To kluczowy fragment zamykający nasze rozważanie. Sami z siebie nie jesteśmy godni Królestwa Bożego. Nie można również stać się jego obywatelami z własnego wyboru. To łaska Boża sprawiła, że zostaliśmy uznani za godnych stania się obywatelami niebiańskiej ojczyzny. Zostaliśmy uznani za godnych, a teraz naszym obowiązkiem jest żyć, życiem poświadczającym autentyczność naszego powołania.

Uczynienie z duchowo martwych grzeszników, dzieci Bożych jest niesamowitym dowodem autentyczności poselstwa Ewangelii.
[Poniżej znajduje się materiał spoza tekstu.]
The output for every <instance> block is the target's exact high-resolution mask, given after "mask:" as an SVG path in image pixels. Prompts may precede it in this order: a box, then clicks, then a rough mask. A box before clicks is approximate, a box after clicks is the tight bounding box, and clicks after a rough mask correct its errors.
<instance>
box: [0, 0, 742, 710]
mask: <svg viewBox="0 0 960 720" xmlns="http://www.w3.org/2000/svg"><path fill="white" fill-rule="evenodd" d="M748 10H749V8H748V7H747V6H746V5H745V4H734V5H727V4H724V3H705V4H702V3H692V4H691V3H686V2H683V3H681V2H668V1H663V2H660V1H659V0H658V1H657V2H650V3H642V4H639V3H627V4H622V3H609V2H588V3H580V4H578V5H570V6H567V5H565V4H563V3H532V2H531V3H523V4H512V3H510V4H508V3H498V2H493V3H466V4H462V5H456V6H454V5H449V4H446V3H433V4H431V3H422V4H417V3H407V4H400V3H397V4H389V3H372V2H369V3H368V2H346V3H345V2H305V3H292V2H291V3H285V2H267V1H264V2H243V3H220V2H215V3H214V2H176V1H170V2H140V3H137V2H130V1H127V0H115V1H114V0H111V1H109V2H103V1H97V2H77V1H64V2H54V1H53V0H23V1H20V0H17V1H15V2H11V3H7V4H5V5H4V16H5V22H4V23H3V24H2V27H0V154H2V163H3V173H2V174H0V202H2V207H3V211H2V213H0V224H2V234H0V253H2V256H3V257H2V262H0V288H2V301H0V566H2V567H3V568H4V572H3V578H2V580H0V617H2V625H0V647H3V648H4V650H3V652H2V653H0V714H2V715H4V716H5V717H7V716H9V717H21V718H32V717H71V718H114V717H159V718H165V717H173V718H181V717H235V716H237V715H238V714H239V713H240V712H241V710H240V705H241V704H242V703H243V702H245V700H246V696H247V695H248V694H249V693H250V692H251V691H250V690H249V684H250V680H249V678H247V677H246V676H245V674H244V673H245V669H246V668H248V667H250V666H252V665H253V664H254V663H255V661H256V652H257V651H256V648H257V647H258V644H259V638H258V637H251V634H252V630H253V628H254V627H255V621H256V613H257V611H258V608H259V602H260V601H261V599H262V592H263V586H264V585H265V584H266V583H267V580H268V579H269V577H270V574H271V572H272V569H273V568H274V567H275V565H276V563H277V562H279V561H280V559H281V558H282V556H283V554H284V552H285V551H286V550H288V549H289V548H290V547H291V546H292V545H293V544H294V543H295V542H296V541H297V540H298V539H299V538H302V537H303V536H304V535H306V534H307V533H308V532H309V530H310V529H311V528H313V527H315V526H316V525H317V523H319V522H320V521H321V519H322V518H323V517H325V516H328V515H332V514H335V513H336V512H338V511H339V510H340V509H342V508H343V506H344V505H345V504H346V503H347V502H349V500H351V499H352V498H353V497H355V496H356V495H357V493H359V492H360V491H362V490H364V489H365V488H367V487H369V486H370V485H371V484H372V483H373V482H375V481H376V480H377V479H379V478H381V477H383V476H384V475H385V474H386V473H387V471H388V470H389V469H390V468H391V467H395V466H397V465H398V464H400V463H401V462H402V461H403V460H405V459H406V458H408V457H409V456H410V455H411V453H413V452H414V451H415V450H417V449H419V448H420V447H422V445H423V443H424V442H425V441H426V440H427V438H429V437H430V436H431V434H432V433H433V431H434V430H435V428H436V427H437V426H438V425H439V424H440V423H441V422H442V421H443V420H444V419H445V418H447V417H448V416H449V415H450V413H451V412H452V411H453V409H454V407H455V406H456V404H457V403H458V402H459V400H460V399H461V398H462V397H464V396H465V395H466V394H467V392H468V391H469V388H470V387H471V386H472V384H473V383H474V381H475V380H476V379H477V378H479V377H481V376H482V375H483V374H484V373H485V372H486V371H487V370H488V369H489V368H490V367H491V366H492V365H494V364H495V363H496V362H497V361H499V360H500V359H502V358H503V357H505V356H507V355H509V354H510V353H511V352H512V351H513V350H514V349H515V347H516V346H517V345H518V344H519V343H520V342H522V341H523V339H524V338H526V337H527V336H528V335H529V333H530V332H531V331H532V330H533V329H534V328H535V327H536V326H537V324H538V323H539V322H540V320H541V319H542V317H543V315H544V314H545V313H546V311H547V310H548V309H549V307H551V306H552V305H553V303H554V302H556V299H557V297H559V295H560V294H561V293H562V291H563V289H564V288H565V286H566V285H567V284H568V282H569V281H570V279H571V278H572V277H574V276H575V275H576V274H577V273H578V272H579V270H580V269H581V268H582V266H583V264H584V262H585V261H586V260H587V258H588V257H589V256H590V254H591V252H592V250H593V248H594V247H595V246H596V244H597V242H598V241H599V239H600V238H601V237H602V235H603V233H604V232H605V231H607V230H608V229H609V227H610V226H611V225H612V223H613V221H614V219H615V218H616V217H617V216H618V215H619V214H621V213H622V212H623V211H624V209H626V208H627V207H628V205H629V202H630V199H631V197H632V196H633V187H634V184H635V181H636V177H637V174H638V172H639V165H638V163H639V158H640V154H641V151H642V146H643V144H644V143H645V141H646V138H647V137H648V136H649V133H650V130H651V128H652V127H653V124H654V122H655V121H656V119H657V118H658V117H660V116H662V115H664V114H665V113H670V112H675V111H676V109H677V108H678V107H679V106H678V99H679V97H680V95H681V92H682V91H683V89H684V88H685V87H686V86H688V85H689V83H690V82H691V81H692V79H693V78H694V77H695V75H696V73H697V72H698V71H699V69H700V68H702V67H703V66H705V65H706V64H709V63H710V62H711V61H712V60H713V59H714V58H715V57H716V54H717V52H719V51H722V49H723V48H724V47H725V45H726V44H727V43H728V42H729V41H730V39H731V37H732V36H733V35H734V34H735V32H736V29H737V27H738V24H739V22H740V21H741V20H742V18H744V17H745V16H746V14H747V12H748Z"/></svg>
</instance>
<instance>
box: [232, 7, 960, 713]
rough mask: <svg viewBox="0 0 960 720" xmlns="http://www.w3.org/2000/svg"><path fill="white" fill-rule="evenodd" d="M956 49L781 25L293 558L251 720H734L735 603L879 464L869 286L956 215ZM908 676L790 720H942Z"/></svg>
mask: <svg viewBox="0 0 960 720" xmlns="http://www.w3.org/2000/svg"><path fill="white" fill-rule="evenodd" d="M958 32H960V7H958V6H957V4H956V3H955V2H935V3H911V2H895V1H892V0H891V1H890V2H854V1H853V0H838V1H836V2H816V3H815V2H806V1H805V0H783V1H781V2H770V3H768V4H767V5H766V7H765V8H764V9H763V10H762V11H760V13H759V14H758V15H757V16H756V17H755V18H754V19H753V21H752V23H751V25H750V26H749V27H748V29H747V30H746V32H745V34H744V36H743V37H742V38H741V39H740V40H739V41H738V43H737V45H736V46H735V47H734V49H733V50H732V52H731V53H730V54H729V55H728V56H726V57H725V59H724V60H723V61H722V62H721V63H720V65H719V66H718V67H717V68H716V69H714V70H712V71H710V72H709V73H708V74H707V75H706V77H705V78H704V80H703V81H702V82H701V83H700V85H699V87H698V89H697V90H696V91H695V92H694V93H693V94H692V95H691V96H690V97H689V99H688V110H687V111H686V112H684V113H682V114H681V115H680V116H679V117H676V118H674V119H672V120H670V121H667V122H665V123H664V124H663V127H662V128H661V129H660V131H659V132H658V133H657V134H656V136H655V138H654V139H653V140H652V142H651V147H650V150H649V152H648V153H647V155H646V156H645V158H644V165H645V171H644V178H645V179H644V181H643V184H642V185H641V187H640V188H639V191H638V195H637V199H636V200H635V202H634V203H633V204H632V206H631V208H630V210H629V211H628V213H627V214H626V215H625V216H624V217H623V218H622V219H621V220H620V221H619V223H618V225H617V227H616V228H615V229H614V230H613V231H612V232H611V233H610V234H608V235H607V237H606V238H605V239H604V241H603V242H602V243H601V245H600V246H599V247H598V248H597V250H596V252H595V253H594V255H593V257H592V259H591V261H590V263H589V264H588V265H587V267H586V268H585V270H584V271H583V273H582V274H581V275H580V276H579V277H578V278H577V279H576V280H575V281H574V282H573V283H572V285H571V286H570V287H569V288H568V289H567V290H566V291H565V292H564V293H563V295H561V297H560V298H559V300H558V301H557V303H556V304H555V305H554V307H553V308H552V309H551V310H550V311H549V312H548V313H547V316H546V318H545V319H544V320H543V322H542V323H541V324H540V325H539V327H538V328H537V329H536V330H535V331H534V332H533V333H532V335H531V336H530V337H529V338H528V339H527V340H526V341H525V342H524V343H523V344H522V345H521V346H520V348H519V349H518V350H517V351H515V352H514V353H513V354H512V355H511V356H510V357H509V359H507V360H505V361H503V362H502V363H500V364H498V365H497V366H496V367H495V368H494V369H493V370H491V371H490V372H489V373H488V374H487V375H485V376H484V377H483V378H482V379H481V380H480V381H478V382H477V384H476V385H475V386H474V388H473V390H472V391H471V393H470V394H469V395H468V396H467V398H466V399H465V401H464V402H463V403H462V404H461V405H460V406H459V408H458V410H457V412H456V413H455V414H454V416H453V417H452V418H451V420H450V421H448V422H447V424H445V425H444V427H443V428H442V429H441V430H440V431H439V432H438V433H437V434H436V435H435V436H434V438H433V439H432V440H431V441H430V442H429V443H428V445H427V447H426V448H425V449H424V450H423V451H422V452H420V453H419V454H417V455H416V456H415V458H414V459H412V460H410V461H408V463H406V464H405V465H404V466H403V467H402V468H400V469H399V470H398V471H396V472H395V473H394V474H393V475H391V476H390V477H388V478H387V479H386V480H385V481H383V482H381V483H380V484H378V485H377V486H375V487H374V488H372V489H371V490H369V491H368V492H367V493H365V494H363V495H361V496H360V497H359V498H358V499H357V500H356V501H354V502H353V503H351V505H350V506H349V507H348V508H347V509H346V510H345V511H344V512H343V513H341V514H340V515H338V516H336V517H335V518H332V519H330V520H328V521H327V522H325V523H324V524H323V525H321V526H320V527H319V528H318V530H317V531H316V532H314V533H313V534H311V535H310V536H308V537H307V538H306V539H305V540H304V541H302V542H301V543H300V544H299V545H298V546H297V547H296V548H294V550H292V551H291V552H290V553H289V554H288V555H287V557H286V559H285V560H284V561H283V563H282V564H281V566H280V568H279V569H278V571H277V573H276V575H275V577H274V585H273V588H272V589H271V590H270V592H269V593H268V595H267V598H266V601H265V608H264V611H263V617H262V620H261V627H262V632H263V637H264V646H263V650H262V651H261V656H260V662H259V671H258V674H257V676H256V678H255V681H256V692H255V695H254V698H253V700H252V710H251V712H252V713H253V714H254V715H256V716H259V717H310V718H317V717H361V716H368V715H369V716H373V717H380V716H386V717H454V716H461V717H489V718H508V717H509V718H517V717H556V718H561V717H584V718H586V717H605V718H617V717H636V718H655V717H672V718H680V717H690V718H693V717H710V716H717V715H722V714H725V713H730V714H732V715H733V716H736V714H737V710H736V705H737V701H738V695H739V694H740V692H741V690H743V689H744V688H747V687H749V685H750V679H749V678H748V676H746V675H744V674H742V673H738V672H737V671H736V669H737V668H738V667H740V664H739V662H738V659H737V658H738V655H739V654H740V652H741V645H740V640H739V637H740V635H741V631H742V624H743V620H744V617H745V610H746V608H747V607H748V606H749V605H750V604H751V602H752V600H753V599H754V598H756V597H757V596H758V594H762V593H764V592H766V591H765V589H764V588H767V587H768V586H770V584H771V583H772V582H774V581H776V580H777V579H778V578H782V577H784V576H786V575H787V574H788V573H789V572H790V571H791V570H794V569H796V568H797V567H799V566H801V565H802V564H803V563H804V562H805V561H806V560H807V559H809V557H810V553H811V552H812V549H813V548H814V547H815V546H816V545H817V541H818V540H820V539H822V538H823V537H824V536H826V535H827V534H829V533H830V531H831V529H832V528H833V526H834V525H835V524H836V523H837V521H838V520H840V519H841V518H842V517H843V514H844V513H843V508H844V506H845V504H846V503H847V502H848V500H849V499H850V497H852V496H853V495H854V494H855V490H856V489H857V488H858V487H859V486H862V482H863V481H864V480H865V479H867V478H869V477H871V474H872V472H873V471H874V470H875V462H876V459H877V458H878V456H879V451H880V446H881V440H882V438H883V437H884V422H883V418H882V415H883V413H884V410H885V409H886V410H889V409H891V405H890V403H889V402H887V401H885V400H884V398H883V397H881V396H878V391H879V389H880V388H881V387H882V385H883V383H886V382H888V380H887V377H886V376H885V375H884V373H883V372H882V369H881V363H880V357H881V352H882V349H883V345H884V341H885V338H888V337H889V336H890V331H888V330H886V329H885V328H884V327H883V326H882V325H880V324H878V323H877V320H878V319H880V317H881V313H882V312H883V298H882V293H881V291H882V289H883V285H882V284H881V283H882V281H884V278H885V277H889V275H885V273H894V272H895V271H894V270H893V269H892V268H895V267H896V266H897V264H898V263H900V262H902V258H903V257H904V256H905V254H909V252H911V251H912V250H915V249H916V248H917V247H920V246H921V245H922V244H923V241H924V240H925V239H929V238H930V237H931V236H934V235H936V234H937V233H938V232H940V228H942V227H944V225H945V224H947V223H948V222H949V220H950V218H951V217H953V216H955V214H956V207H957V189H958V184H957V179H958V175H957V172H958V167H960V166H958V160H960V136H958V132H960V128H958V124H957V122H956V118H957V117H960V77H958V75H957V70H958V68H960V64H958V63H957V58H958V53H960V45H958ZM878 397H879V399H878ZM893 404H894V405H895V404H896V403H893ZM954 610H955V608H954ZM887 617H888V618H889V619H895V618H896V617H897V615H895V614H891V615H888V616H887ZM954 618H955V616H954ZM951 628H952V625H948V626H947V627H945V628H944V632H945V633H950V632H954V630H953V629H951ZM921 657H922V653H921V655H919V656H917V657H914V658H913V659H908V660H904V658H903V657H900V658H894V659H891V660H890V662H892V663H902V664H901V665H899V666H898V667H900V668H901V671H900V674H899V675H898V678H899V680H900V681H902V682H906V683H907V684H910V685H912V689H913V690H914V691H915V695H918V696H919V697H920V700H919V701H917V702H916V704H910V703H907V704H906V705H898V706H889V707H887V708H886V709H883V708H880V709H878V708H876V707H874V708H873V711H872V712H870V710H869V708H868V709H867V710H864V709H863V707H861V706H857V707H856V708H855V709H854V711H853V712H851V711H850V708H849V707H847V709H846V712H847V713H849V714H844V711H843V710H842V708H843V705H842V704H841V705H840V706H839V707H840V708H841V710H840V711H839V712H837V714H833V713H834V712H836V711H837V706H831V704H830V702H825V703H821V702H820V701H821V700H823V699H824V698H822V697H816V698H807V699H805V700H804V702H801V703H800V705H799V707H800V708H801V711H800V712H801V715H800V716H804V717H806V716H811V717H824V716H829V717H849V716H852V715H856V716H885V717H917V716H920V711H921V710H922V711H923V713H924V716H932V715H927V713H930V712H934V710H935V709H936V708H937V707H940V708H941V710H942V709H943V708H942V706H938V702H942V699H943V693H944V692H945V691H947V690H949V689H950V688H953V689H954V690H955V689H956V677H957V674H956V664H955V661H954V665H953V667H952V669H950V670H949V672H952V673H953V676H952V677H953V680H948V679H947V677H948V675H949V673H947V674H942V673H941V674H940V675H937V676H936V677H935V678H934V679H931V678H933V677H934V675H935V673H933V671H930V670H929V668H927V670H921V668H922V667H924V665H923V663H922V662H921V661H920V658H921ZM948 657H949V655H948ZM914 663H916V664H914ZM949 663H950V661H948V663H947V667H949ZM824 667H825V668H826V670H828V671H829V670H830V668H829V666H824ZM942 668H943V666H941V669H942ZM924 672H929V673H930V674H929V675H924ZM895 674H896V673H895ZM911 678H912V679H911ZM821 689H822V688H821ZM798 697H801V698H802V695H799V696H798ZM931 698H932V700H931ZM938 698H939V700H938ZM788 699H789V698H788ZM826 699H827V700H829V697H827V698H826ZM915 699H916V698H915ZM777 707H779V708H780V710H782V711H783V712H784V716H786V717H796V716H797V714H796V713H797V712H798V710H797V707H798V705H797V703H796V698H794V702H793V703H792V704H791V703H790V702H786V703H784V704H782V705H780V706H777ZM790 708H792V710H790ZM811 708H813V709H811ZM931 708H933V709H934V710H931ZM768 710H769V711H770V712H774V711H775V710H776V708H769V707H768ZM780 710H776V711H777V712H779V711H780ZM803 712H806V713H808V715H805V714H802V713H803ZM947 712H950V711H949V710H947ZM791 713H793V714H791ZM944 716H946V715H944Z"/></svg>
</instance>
W momencie nowo narodzenia całe życie człowieka ulega radykalnemu przekierunkowaniu: „Lecz wy [jesteście] rodem wybranym, królewskim kapłaństwem, narodem świętym, ludem nabytym, abyście rozgłaszali cnoty tego, który was powołał z ciemności do swej cudownej światłości” (1P 2:9).

„Wy wszyscy jesteście synami światłości i synami dnia. Nie jesteśmy [synami] nocy ani ciemności” (1 Tes 5:5)
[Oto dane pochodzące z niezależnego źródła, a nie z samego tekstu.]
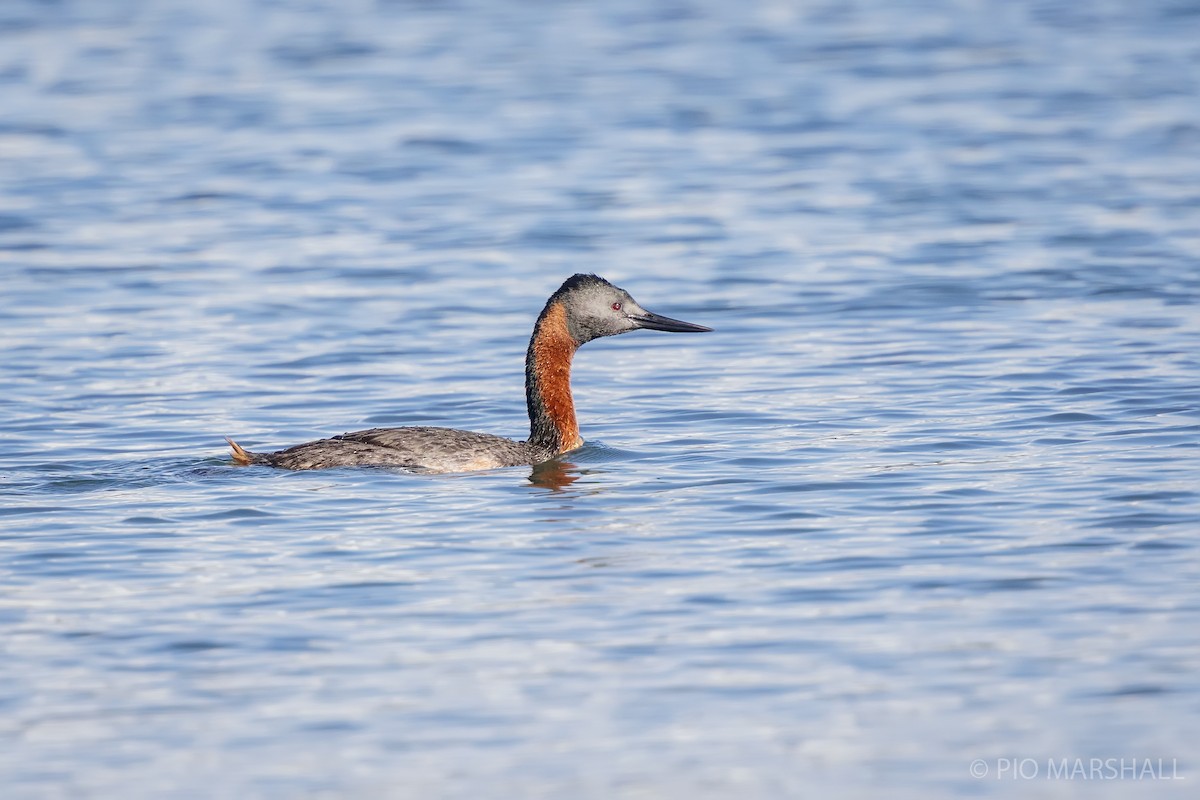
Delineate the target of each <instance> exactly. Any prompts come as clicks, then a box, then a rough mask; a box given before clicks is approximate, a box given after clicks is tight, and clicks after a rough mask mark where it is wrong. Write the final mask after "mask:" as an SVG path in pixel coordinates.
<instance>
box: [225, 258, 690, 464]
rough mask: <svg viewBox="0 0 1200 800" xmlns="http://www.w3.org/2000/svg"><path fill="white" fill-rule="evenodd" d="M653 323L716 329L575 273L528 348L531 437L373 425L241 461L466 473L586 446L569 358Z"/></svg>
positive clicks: (527, 396) (533, 336) (246, 451)
mask: <svg viewBox="0 0 1200 800" xmlns="http://www.w3.org/2000/svg"><path fill="white" fill-rule="evenodd" d="M641 329H647V330H652V331H670V332H678V333H684V332H697V333H698V332H703V331H710V330H713V329H710V327H704V326H703V325H694V324H692V323H684V321H680V320H678V319H671V318H670V317H660V315H659V314H653V313H650V312H648V311H646V309H644V308H642V307H641V306H640V305H637V301H636V300H634V299H632V297H631V296H630V295H629V293H628V291H625V290H624V289H622V288H619V287H614V285H613V284H611V283H608V282H607V281H605V279H604V278H601V277H598V276H595V275H574V276H571V277H569V278H568V279H566V281H564V282H563V285H560V287H559V288H558V290H557V291H554V294H552V295H551V296H550V300H547V301H546V307H545V308H542V309H541V314H539V315H538V321H536V323H535V324H534V326H533V337H530V339H529V349H528V350H527V351H526V404H527V405H528V409H529V438H528V439H527V440H526V441H515V440H512V439H505V438H503V437H496V435H492V434H490V433H473V432H470V431H456V429H454V428H431V427H424V426H421V427H408V428H371V429H370V431H356V432H354V433H343V434H342V435H340V437H332V438H331V439H320V440H318V441H308V443H306V444H302V445H296V446H294V447H288V449H287V450H280V451H277V452H270V453H254V452H250V451H247V450H244V449H241V447H240V446H238V444H236V443H235V441H234V440H233V439H228V438H227V439H226V441H228V443H229V446H230V447H233V459H234V461H235V462H236V463H239V464H266V465H270V467H282V468H283V469H325V468H328V467H400V468H403V469H408V470H414V471H422V473H466V471H473V470H480V469H492V468H496V467H517V465H521V464H540V463H542V462H545V461H548V459H551V458H553V457H554V456H559V455H562V453H565V452H568V451H571V450H575V449H576V447H580V446H582V445H583V439H582V438H581V437H580V426H578V422H577V421H576V420H575V401H574V399H572V398H571V357H572V356H574V355H575V351H576V350H577V349H578V348H580V345H581V344H586V343H587V342H590V341H592V339H595V338H600V337H601V336H616V335H617V333H628V332H629V331H636V330H641Z"/></svg>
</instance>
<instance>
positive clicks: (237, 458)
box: [226, 437, 254, 464]
mask: <svg viewBox="0 0 1200 800" xmlns="http://www.w3.org/2000/svg"><path fill="white" fill-rule="evenodd" d="M226 441H228V443H229V446H230V447H233V459H234V461H235V462H238V463H239V464H253V463H254V453H252V452H250V451H247V450H244V449H242V446H241V445H239V444H238V443H236V441H234V440H233V439H230V438H229V437H226Z"/></svg>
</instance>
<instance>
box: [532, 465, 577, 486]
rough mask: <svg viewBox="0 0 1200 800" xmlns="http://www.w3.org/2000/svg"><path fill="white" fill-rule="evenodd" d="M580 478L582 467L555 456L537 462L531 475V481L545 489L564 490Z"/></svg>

„Byliście bowiem niegdyś ciemnością, lecz teraz jesteście światłością w Panu. Postępujcie jak dzieci światłości” (Ef 5:8)

Słowo Boże wzywa nas do życia godnego członka rodziny królewskiej. Mamy żyć jak dzieci światłości. J.I. Packer powiedział, że pragnieniem Boga jest, aby Jego królewskie dzieci żyły życiem godnym ich pochodzenia i pozycji. Usprawiedliwienie i adopcja do Bożej rodziny musi przemieniać każdy element naszej rzeczywistości.
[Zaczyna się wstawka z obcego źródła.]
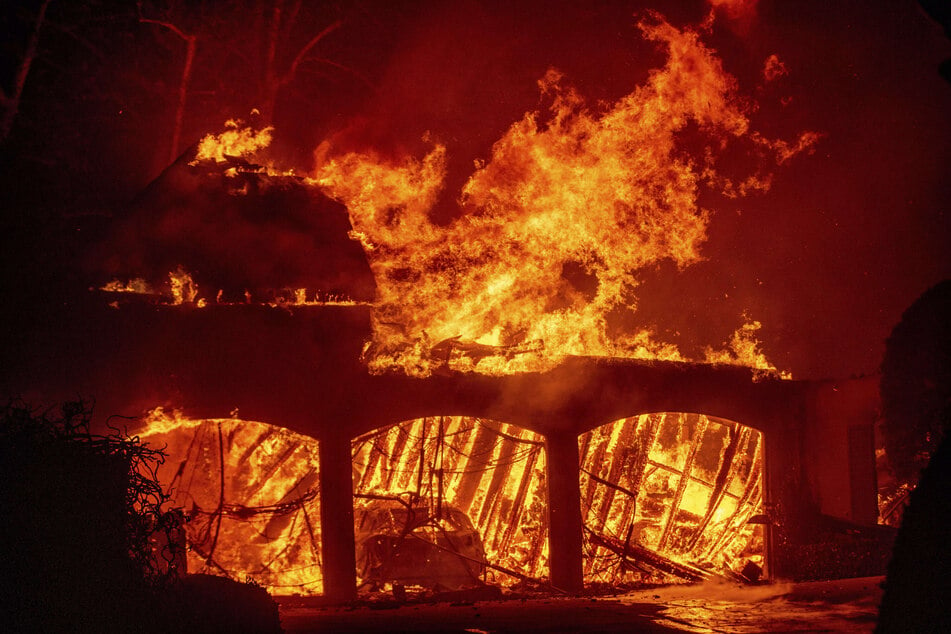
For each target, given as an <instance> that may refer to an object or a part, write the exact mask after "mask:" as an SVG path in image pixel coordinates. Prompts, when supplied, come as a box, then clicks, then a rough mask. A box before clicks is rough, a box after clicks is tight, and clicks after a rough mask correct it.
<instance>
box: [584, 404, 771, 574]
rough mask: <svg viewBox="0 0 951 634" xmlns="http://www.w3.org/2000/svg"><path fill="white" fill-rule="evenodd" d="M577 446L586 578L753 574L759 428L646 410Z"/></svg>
mask: <svg viewBox="0 0 951 634" xmlns="http://www.w3.org/2000/svg"><path fill="white" fill-rule="evenodd" d="M580 443H581V456H582V458H581V479H582V485H581V490H582V509H583V512H584V516H585V532H586V535H587V538H588V551H587V556H586V558H585V579H586V580H587V581H588V582H600V583H608V584H613V585H616V584H623V583H631V582H637V581H670V580H681V581H683V580H686V581H698V580H701V579H705V578H709V577H710V576H714V575H716V576H724V577H728V578H749V577H748V575H751V574H755V573H751V572H744V568H745V567H747V566H752V567H753V569H758V570H759V571H760V572H762V568H763V565H764V547H763V546H764V545H763V535H762V531H761V530H759V529H758V528H757V527H756V525H753V524H750V520H751V519H752V518H753V517H754V516H756V515H759V514H761V513H762V508H763V507H762V504H763V489H762V437H761V434H760V433H759V432H757V431H755V430H753V429H750V428H748V427H742V426H740V425H736V424H730V423H724V422H717V421H715V420H711V419H710V418H708V417H706V416H702V415H693V414H670V413H668V414H649V415H643V416H638V417H636V418H630V419H625V420H621V421H618V422H616V423H613V424H610V425H605V426H602V427H600V428H598V429H595V430H593V431H591V432H589V433H587V434H584V435H583V436H582V437H581V440H580ZM756 576H758V575H756ZM752 580H755V579H752Z"/></svg>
Mówiąc o „królewskiej rodzinie” nie mam oczywiście na myśli wszystkich rodzajów fałszywej nauki zbudowanej na teologii dominionizmu. W tym życiu spodziewaj się raczej ucisku z Chrystusem aniżeli zaszczytów i sukcesów. Mówiąc o „królewskiej rodzinie” chcę powiedzieć, że nasze życie musi być godne naszego Pana: nasze zachowania, postawy, słowa, czy też uczynki zawsze mają wskazywać na wartość naszego Boga.